Left Smears Ron DeSantis For Pointing Out The Truth About George Soros By: David Harsanyi
For Democrats, ‘antisemitism’ is just another cynical political tool.
After the indictment of Donald Trump finally fell, Florida Gov. Ron DeSantis attacked the transparently partisan and “un-American” nature of a D.A. going after a presidential candidate with rickety 7-year-old campaign finance charges, noting that Alvin Bragg is a “Soros-backed Manhattan District Attorney.”
That last bit is indisputably true. DeSantis didn’t contend that Bragg was “bought” or “under the thumb” of Soros — even though either would be completely within the norms of modern political rhetoric. He simply asserted that Bragg was “Soros-backed.”
“They’re attacking Jewish international bankers,” Joe Scarborough explained to his guests this morning, including best buddy Al Sharpton, a man who led a pogrom against Jews in New York. “It’s what antisemites have been doing for hundreds of years. … That’s what they do. They try to blame everything on Jewish international bankers. It’s Germany 1933.”
The first question any reasonable person would ask is why? In the partisan-riddled, hyperactive imagination of “Morning Joe,” every Republican is a budding member of the Volksgemeinschaft; but why, in the real world, would the governor of Florida, a state with a sizable Jewish population, send antisemitic dog whistles? DeSantis, according to Morning Joe an “antisemite,” is headed to Israel in a few weeks and has never engaged in any rhetoric or supported any issue that could remotely be construed as anti-Jewish. Indeed, DeSantis is constantly praising the Jewish community.
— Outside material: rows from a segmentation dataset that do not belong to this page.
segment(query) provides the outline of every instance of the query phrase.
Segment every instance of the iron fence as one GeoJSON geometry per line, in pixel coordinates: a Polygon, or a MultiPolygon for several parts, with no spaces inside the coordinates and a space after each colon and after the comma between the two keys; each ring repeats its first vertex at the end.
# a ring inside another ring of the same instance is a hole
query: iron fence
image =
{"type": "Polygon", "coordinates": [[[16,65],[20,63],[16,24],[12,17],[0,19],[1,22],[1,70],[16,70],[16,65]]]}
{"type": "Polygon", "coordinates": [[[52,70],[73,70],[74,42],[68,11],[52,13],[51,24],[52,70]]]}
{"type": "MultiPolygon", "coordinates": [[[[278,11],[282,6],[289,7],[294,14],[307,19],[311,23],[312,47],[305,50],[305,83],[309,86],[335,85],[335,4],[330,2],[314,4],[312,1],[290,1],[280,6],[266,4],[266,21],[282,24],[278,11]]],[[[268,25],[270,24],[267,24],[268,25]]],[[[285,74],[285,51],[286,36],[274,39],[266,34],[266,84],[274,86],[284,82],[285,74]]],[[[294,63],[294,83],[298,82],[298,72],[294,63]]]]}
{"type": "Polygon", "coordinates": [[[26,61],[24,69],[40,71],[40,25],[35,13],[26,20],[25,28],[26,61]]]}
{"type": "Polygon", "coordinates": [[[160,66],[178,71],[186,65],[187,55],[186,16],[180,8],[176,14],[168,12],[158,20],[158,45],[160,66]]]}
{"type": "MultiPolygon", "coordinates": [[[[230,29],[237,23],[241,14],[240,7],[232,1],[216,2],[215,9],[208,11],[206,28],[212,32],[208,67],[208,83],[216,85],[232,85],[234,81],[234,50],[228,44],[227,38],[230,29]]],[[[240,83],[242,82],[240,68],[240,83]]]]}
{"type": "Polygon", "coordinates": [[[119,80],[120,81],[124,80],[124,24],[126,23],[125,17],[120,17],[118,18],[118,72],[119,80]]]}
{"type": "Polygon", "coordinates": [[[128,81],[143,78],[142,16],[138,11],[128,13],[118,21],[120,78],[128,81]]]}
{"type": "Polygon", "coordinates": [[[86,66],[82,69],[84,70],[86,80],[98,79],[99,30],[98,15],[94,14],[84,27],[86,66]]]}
Reductio ad Hitlerum is both lazy and cynical, but it’s also corrosive. These baseless, politically motivated accusations of antisemitism are especially pernicious because they diminish the significance of the real, growing variety. For most modern American Democrats, antisemitism isn’t something to “fight” as much as it’s a convenient political implement to selectively wield. For the Andrew Weissmanns and Jennifer Rubins of the world, playing to the partisan mob on social media is far more important than worrying about religious Jews being smashed over the head with bricks in Brooklyn or college students feeling compelled to hide their beliefs and identity.
Soros, who has not only dismissed his Jewish identity as irrelevant but worked against Jewish causes, is a standard bearer of the Progressive faith, not Judaism. Soros, the leading benefactor of hard-left causes in the United States, is deeply and transparently involved in our debates. It is highly convenient that no one is permitted to point any of this out without being smeared as a bigot. This was not, needless to say, the standard applied to Sheldon Adelson or to Jared Kushner or anyone on the right.
Today, Soros lied to Semafor — which apparently runs press releases for him — claiming that he “did not contribute” to Bragg’s campaign because “I don’t know him.” “Reporter” Ben Collins floated this laughable excuse yesterday, as well. Using this new standard, the only way to assert a candidate is “backed” by a patron is to obtain pictures of the two shaking hands while exchanging a bag of cash.
Soros groups gave at least $7 million to the outfit Color of Change, which was doling out cash to characters exactly like Bragg in 2020. Bragg took a million in his D.A. race campaign. (Soros’ son also gave Bragg money.) That is a considerable donation for a D.A. race. But Soros has been funding campaigns to elect leftist district attorneys since at least 2015. In 2016, stories with headlines like “George Soros’ quiet overhaul of the U.S. justice system” began appearing. And by 2019, Soros’ groups had pumped at least $17 million into local D.A. races. By 2023, that number probably hit $40 million. Soros has every right to do this. And we have every right to point it out.
None of this is a secret. In his Wall Street Journal column, “Why I Support Reform Prosecutors,” Soros lays out his views on criminal justice “reform” and brags about his financial backing. “This is why I have supported the election (and more recently the re-election) of prosecutors who support reform,” Soros writes. “I have done it transparently, and I have no intention of stopping. The funds I provide enable sensible reform-minded candidates to receive a hearing from the public. Judging by the results, the public likes what it’s hearing.”
One of these people was Alvin Bragg. And there is nothing antisemitic about pointing it out.